This KIP proposes extracting the data format classes currently in the Kafka Connect API module into a standalone module.
Status
Current state: Under Discussion
Discussion thread: here
JIRA: here
Please keep the discussion on the mailing list rather than commenting on the wiki (wiki discussions get unwieldy fast).
Motivation
In the current implementation, data classes are shipped within the connect-api module. So users outside the Kafka Connect world are unwilling to bring unnecessary dependencies, which can prevent broader adoption and integration.

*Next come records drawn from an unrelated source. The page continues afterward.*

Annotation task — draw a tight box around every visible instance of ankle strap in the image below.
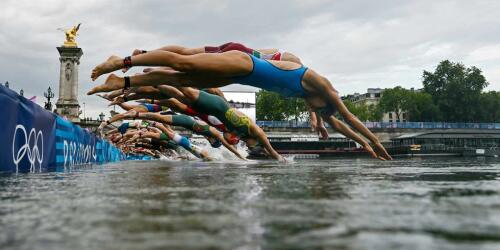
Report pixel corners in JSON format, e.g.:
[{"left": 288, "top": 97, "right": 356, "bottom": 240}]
[
  {"left": 124, "top": 76, "right": 131, "bottom": 89},
  {"left": 123, "top": 56, "right": 132, "bottom": 68}
]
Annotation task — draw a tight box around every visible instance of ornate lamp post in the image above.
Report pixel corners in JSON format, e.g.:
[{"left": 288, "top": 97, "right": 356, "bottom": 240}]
[{"left": 44, "top": 86, "right": 55, "bottom": 111}]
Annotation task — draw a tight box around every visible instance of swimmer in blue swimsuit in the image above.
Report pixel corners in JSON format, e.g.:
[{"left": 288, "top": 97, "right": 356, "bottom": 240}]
[
  {"left": 102, "top": 43, "right": 322, "bottom": 137},
  {"left": 89, "top": 48, "right": 392, "bottom": 160}
]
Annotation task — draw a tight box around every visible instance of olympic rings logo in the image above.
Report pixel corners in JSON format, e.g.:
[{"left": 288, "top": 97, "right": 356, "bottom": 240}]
[{"left": 12, "top": 124, "right": 44, "bottom": 172}]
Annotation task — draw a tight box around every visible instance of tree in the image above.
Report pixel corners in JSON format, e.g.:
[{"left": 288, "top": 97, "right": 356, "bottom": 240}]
[
  {"left": 423, "top": 60, "right": 488, "bottom": 122},
  {"left": 378, "top": 86, "right": 412, "bottom": 121},
  {"left": 256, "top": 90, "right": 285, "bottom": 120},
  {"left": 406, "top": 92, "right": 441, "bottom": 122},
  {"left": 256, "top": 90, "right": 308, "bottom": 121},
  {"left": 476, "top": 91, "right": 500, "bottom": 122},
  {"left": 343, "top": 100, "right": 383, "bottom": 121},
  {"left": 282, "top": 96, "right": 308, "bottom": 122}
]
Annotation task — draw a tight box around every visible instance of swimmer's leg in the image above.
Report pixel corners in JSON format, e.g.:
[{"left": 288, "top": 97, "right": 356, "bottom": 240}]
[
  {"left": 91, "top": 50, "right": 251, "bottom": 81},
  {"left": 123, "top": 45, "right": 205, "bottom": 73},
  {"left": 107, "top": 107, "right": 145, "bottom": 124},
  {"left": 88, "top": 71, "right": 231, "bottom": 95}
]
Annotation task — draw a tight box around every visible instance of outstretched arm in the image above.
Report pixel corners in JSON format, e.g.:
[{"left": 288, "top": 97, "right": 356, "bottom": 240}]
[
  {"left": 212, "top": 128, "right": 245, "bottom": 160},
  {"left": 305, "top": 101, "right": 329, "bottom": 140},
  {"left": 107, "top": 110, "right": 137, "bottom": 124},
  {"left": 327, "top": 90, "right": 392, "bottom": 160},
  {"left": 322, "top": 115, "right": 382, "bottom": 160},
  {"left": 154, "top": 123, "right": 212, "bottom": 161}
]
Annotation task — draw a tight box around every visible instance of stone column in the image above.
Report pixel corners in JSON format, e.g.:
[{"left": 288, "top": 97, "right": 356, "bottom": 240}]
[{"left": 55, "top": 46, "right": 83, "bottom": 123}]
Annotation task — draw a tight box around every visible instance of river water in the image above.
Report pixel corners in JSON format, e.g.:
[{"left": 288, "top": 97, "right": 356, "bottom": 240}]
[{"left": 1, "top": 157, "right": 500, "bottom": 250}]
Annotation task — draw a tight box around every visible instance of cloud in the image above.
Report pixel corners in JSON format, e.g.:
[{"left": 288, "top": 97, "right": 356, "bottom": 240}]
[{"left": 0, "top": 0, "right": 499, "bottom": 118}]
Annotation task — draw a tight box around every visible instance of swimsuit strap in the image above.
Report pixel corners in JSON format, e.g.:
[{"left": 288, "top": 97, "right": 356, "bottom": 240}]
[{"left": 122, "top": 76, "right": 131, "bottom": 94}]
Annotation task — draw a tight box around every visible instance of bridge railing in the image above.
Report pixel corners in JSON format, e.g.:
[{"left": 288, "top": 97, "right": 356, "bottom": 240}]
[{"left": 256, "top": 121, "right": 500, "bottom": 129}]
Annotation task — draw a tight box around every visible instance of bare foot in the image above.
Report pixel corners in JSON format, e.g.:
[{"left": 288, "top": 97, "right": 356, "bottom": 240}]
[
  {"left": 87, "top": 74, "right": 124, "bottom": 95},
  {"left": 317, "top": 126, "right": 329, "bottom": 140},
  {"left": 91, "top": 55, "right": 123, "bottom": 81}
]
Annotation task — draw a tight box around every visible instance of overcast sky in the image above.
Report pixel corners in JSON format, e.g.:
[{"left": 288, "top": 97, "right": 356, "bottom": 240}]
[{"left": 1, "top": 0, "right": 499, "bottom": 118}]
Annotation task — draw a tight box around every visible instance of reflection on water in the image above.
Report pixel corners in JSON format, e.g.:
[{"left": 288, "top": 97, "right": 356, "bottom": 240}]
[{"left": 1, "top": 157, "right": 500, "bottom": 249}]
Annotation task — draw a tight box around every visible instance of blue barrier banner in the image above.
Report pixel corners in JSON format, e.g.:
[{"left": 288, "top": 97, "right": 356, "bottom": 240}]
[
  {"left": 55, "top": 117, "right": 124, "bottom": 170},
  {"left": 0, "top": 84, "right": 124, "bottom": 173},
  {"left": 0, "top": 85, "right": 56, "bottom": 172}
]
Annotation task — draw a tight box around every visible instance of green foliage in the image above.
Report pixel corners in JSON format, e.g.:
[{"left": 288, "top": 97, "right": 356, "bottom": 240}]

By moving these classes to a separate module, we can achieve:
- More flexibility for developers
- Developers can now use these data classes outside of Kafka Connect
- It makes it easier to create consistent data models across different applications
- Cleaner project structure
- Allows independent versioning of data format components
- Creates a clearer separation of different parts of the Kafka ecosystem
- Become standard for other tools and frameworks
- It makes it easier for third-party tools to work with Kafka's data models
- Supports a more generic data format
- It helps different streaming platforms work together more smoothly
Public Interfaces
The package org.apache.kafka.connect.data and the classes in it will remain but moved to a separate module.
Proposed Changes
- Create a new module: connect-data
- Move all classes from the package org.apache.kafka.connect.data to this new module
- Move DataException, SchemaBuilderException, SchemaProjectorException from org.apache.kafka.connect.errors to org.apache.kafka.connect.data.errors in the connect-data module
- The DataException will no longer extend ConnectException since now the connect-data can be used also outside Kafka Connect
- Add the new connect-data as a dependency for
- connect-api
- connect-transforms
- connect-json
- connect-file
- connect-runtime
- connect-mirror
- connect-test-plugins
- Jmh-benchmarks
Compatibility, Deprecation, and Migration Plan
Nothing to manage since the change will be backward compatible.
Test Plan
All current tests should be fine to detect any issues.
Rejected Alternatives
None